Page 1 of 2 12 LastLast
Results 1 to 10 of 12

Thread: Import log flie data - shell script

  1. #1
    Join Date
    Jun 2010
    Location
    Manchester
    Beans
    88
    Distro
    Ubuntu 10.04 Lucid Lynx

    Import log flie data - shell script

    hi

    Can anyone start me off or point me in the right direction as to:

    Create a command-line script that will import log file data into the application. The application will be a PHP/MySQL one.

    An example log line:

    Code:
    VOTE 1168241980 Campaign:ssss_uk_01B Validity:during Choice:Tupele CONN:MIG00VU MSISDN:00088866655598 GUID:A34-FDS87-FHDHDH-DHDHDHD0 Shortcode:63334
    I've been very brief here for obvious reasons and there's a lot more to it than I've let on.

    It's an assignment and I don't want to ask "Will you do it for me?" rather, start me off or direct me to a good tutorial for #!/bin/bash beginners. That's assuming #!/bin/bash is the best solution; as of yet I don't even know this much.

  2. #2
    Join Date
    Sep 2006
    Beans
    7,698
    Distro
    Lubuntu Development Release

    perl

    That's the kind of thing I would use perl for.
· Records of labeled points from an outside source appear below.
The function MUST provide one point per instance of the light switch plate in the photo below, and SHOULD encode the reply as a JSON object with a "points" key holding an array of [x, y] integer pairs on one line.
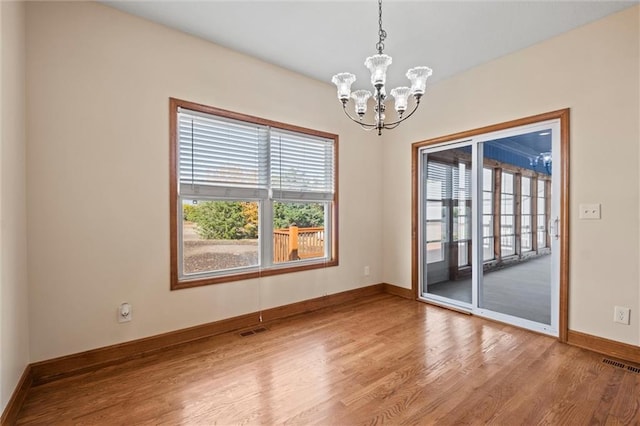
{"points": [[589, 211]]}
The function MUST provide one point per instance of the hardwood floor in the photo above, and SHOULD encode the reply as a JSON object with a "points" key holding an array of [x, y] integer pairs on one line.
{"points": [[382, 359]]}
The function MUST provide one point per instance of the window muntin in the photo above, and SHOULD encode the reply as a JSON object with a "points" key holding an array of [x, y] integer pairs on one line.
{"points": [[231, 176], [507, 215]]}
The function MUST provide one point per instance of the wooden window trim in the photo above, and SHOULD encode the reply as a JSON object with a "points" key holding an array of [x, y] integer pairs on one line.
{"points": [[561, 115], [176, 283]]}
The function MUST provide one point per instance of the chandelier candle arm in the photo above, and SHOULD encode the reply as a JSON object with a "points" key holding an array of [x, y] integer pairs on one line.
{"points": [[377, 65]]}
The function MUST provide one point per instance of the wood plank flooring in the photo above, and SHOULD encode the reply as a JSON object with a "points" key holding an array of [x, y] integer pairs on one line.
{"points": [[382, 359]]}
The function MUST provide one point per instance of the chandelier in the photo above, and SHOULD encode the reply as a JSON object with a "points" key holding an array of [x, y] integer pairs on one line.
{"points": [[377, 65]]}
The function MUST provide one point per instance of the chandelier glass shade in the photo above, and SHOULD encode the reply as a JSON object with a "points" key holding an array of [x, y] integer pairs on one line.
{"points": [[377, 65]]}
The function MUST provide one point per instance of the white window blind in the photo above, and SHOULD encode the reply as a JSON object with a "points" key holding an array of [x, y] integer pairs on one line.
{"points": [[231, 158], [220, 156], [302, 166]]}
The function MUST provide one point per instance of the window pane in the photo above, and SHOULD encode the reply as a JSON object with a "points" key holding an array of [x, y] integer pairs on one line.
{"points": [[219, 235], [487, 180], [487, 226], [487, 203], [487, 248], [508, 245], [507, 183], [526, 186], [434, 210], [298, 231]]}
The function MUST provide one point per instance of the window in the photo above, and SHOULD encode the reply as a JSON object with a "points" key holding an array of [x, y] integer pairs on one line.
{"points": [[249, 197], [487, 214], [507, 215], [541, 216], [525, 221]]}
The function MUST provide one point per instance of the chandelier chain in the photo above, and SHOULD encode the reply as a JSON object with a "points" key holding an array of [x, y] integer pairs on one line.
{"points": [[382, 34]]}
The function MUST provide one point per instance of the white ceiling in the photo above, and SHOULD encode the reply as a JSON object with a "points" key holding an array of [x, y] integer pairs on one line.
{"points": [[322, 38]]}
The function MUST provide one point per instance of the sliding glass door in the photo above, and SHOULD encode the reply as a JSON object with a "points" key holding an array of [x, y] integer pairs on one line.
{"points": [[489, 225], [447, 194]]}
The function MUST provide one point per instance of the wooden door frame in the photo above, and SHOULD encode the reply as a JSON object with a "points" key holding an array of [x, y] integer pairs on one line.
{"points": [[561, 115]]}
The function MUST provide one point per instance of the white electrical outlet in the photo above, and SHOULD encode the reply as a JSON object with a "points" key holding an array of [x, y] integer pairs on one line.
{"points": [[589, 211], [621, 314], [124, 312]]}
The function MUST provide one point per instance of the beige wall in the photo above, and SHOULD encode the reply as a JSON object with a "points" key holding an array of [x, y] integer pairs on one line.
{"points": [[14, 303], [98, 101], [595, 71]]}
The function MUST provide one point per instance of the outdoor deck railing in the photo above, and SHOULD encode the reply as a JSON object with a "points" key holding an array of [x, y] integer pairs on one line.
{"points": [[295, 243]]}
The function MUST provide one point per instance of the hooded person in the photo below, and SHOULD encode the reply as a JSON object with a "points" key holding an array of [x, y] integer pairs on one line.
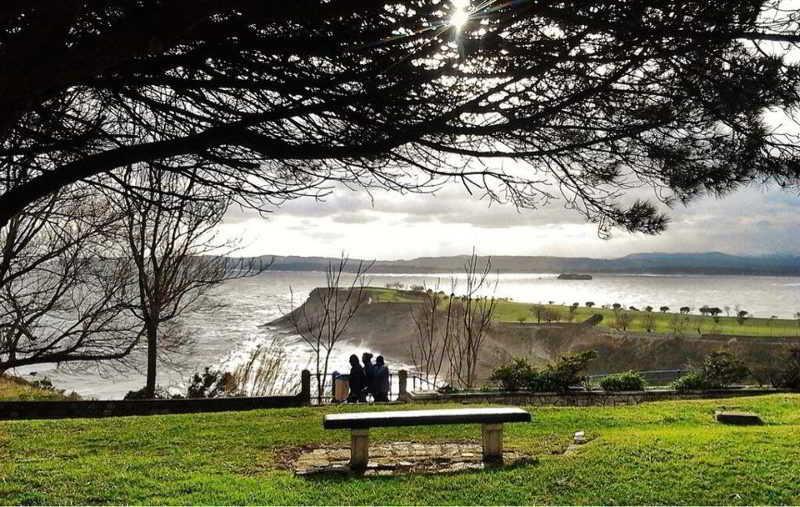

The package libdbd-mysql-perl gives you the module DBD::mysql which allows you to work with MySQL via an API. Nothing is better than perl at parsing log files.

    There are other modules for other languages which will provide you an API for MySQL, but this is the kind of task I would use perl for.

  3. #3
    Join Date
    Jun 2010
    Location
    Manchester
    Beans
    88
    Distro
    Ubuntu 10.04 Lucid Lynx

    Re: perl

    Quote Originally Posted by Lars Noodén View Post
    That's the kind of thing I would use perl for. The package libdbd-mysql-perl gives you the module DBD::mysql which allows you to work with MySQL via an API. Nothing is better than perl at parsing log files.

    There are other modules for other languages which will provide you an API for MySQL, but this is the kind of task I would use perl for.
    Interesting Lars....

  4. #4
    Join Date
    Jun 2010
    Location
    Manchester
    Beans
    88
    Distro
    Ubuntu 10.04 Lucid Lynx

    Re: Import log flie data - shell script

    hi

    I need to read data in from a file, parse it, then insert each record into a mysql database in Perl.

    So far I have:

    Code:
     #!/usr/bin/perl 
    
    # perl_test.pl
    
      use warnings;
      use strict;
      use DBI();
    
     # Connect to the database.
     my $dbh = DBI->connect("DBI:mysql:database=demo;host=localhost",
                            "cookie", "*********",
                            {'RaiseError' => 1});
    
    open (LOGFILE, '/home/cookie/Desktop/data.txt') or die("Could not open log file.");
    
     foreach my $line (<LOGFILE>) {
    
        my $name = $1;
        my $age = $2;
        
        ($name, $age) = split(' ', $line);
        
        my $query = 'INSERT INTO perl_test (name, age) VALUES ("$name","$age")';
        my $sth = $dbh->prepare( $query );
        $sth->execute();
    
        #print "$name $age\n";  debugging - works!
    
     }
    
    close (LOGFILE);
    // data.txt
    Code:
    Peter 34
    Andy 23
    Steven 29
    Jane 67
    Laura 17
    When I check the database the script doesn't insert the dynamic ($name, $age) values - rather the actual variables themselves:

    Code:
    mysql> select * from perl_test;
    +----+---------+------+
    | id | name    | age  |
    +----+---------+------+
    |  1 | Peter   |   76 |
    |  2 | $name   |    0 |
    |  3 | $name   |    0 |
    |  4 | $name   |    0 |
    |  5 | $name   |    0 |
    |  6 | $name   |    0 |
    |  7 | $name   |    0 |
    +----+---------+------+
    13 rows in set (0.01 sec)
    Ignore the first value in the table below; I did that manually.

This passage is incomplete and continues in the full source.